The proposed appointment of the writer and journalist William Shawcross as chair of the Charity Commission at least bodes well for a relatively short interregnum. John Wood, an existing board member, took over as interim chair of the regulator at the beginning of this month after the departure of Dame Suzi Leather. A starting date for Shawcross has not been given, and the proposal by the Cabinet Office to appoint him will be considered by the Public Administration Select Committee of MPs next week.

It will be interesting to see what they make of him. At their farewell hearing with Leather recently, she pointed out that the person specification in the advert for her successor called for someone with “an established reputation, experience or knowledge from one or more of the private, charity or not-for-profit sectors”. Her point was that experience in the public sector had been specifically excluded.

William Shawcross

Shawcross, aged 66, is certainly not a public sector man, but neither is he a private sector animal of the kind the government has said it wants to see more of in public appointments – people who have been out there in the commercial world, running things. He’s made his reputation in the highly commercial and competitive environment of literature and journalism, but that’s not quite the same thing. He’s probably best described as an individualist.

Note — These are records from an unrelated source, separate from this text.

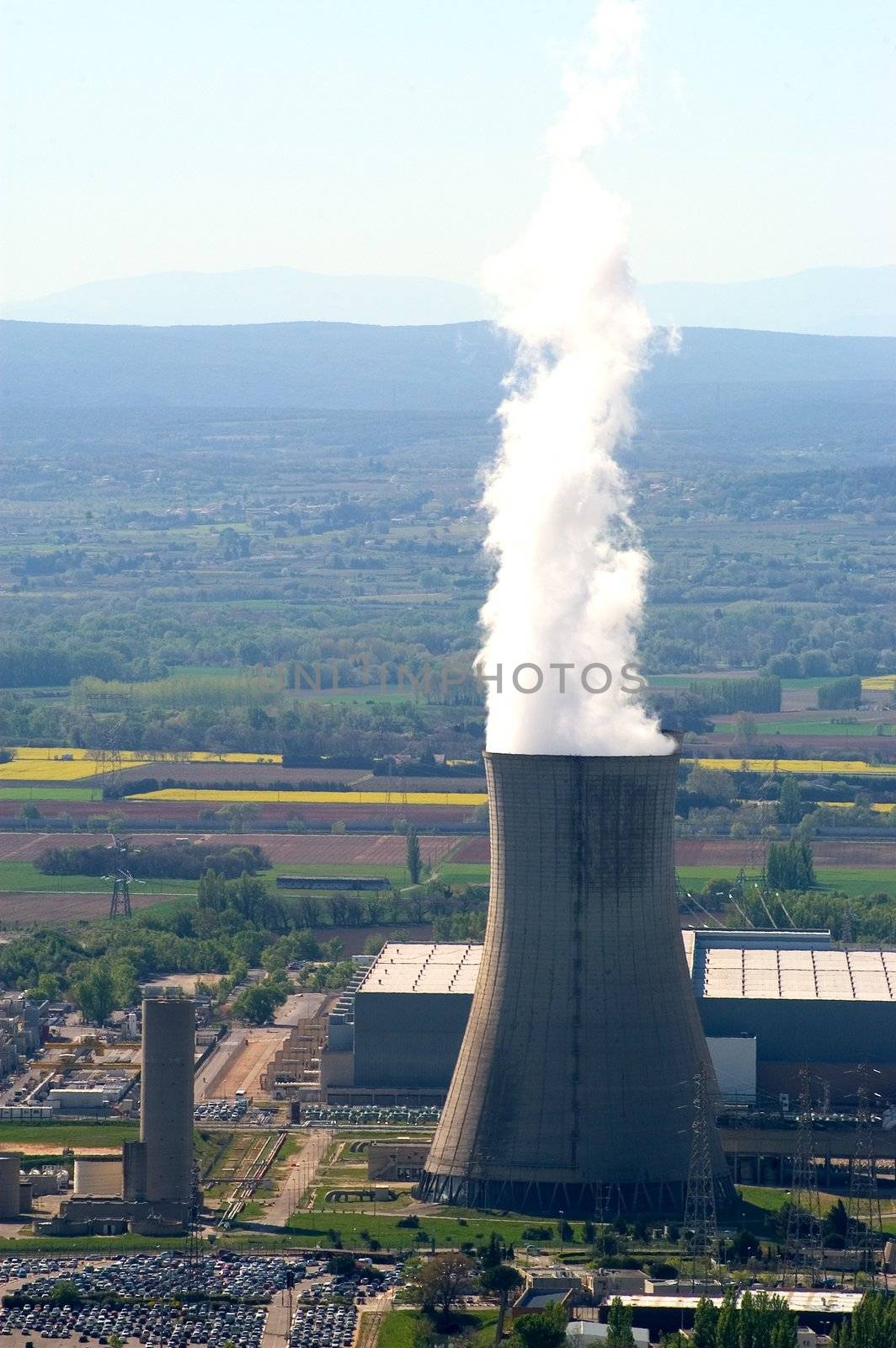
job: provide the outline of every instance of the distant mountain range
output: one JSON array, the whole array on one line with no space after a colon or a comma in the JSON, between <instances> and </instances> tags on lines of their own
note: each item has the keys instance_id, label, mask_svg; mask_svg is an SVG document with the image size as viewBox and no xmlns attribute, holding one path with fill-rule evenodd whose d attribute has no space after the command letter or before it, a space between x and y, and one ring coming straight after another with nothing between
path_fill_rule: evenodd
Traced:
<instances>
[{"instance_id":1,"label":"distant mountain range","mask_svg":"<svg viewBox=\"0 0 896 1348\"><path fill-rule=\"evenodd\" d=\"M170 271L93 280L18 305L0 317L140 326L337 322L403 326L490 317L473 286L422 276L318 276L292 267Z\"/></svg>"},{"instance_id":2,"label":"distant mountain range","mask_svg":"<svg viewBox=\"0 0 896 1348\"><path fill-rule=\"evenodd\" d=\"M373 328L255 324L112 328L0 322L3 402L18 407L303 407L492 412L512 361L486 322ZM691 328L658 342L639 402L764 390L873 404L896 383L896 338ZM777 392L775 392L777 390ZM787 391L791 394L787 394ZM784 392L781 392L784 391ZM737 394L736 396L742 396ZM889 394L888 394L889 396Z\"/></svg>"},{"instance_id":3,"label":"distant mountain range","mask_svg":"<svg viewBox=\"0 0 896 1348\"><path fill-rule=\"evenodd\" d=\"M896 336L896 267L819 267L794 276L643 286L655 322L829 336ZM473 286L418 276L321 276L291 267L96 280L0 306L0 317L102 325L350 322L441 325L492 317Z\"/></svg>"}]
</instances>

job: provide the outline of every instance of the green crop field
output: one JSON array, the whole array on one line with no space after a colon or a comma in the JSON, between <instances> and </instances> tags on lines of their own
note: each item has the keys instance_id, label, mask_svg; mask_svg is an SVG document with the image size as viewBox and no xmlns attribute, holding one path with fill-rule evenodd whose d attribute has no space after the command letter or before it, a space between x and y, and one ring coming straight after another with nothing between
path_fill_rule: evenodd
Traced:
<instances>
[{"instance_id":1,"label":"green crop field","mask_svg":"<svg viewBox=\"0 0 896 1348\"><path fill-rule=\"evenodd\" d=\"M39 1146L49 1151L63 1147L102 1147L115 1151L137 1136L131 1123L0 1123L0 1146Z\"/></svg>"},{"instance_id":2,"label":"green crop field","mask_svg":"<svg viewBox=\"0 0 896 1348\"><path fill-rule=\"evenodd\" d=\"M702 890L707 880L736 879L740 867L737 865L679 865L676 867L679 883L686 890ZM745 875L759 876L757 867L745 867ZM862 894L891 894L896 896L896 868L893 867L815 867L815 880L819 888L835 890L849 898L860 898Z\"/></svg>"},{"instance_id":3,"label":"green crop field","mask_svg":"<svg viewBox=\"0 0 896 1348\"><path fill-rule=\"evenodd\" d=\"M434 867L439 880L445 884L488 884L489 868L485 861L449 861L447 865Z\"/></svg>"},{"instance_id":4,"label":"green crop field","mask_svg":"<svg viewBox=\"0 0 896 1348\"><path fill-rule=\"evenodd\" d=\"M0 786L0 801L101 801L90 786Z\"/></svg>"},{"instance_id":5,"label":"green crop field","mask_svg":"<svg viewBox=\"0 0 896 1348\"><path fill-rule=\"evenodd\" d=\"M881 739L896 735L896 725L885 725L884 736L877 735L880 721L856 721L852 725L838 724L833 720L792 720L792 721L757 721L756 729L760 735L837 735L856 739Z\"/></svg>"}]
</instances>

His credentials look good in a certain part of the voluntary sector in that he is chair of Response, which helps refugees and victims of political persecution, and has been a trustee of the International Crisis Group and the Disasters Emergency Committee. Given his Eton and Oxford education, the committee might be interested in his views on public benefit and fee-charging schools, the subject on which Leather was accused of being a zealot, and on which the commission is currently rewriting its guidance after the Upper Tribunal ruling.  And given the way Leather’s six years at the commission were dogged by her membership of the Labour party, another question for Shawcross might be his political connections.

Shawcross’s CV suggests that his interests are more in geopolitics than domestic politics. His books have ranged  from Czechoslovakia to Cambodia to the fall of the Shah of Iran. He has also produced biographies of Rupert Murdoch and the Queen Mother. His most controversial writing, however, has been about the invasion of Iraq, which he supported, and the so-called war on terror. That’s the aspect of his track record that’s most likely to attract criticism.

His appointment won’t be confirmed until after the committee hearing, but it’s unlikely that anything it says will change ministers’ minds. It would be instructive to know how wide the choice of candidates was, given the cut in the pay rate and the reduction of the number of days from three to two. But it’s clearly been decided that Shawcross fits the bill, and we will have to see what the sector makes of him.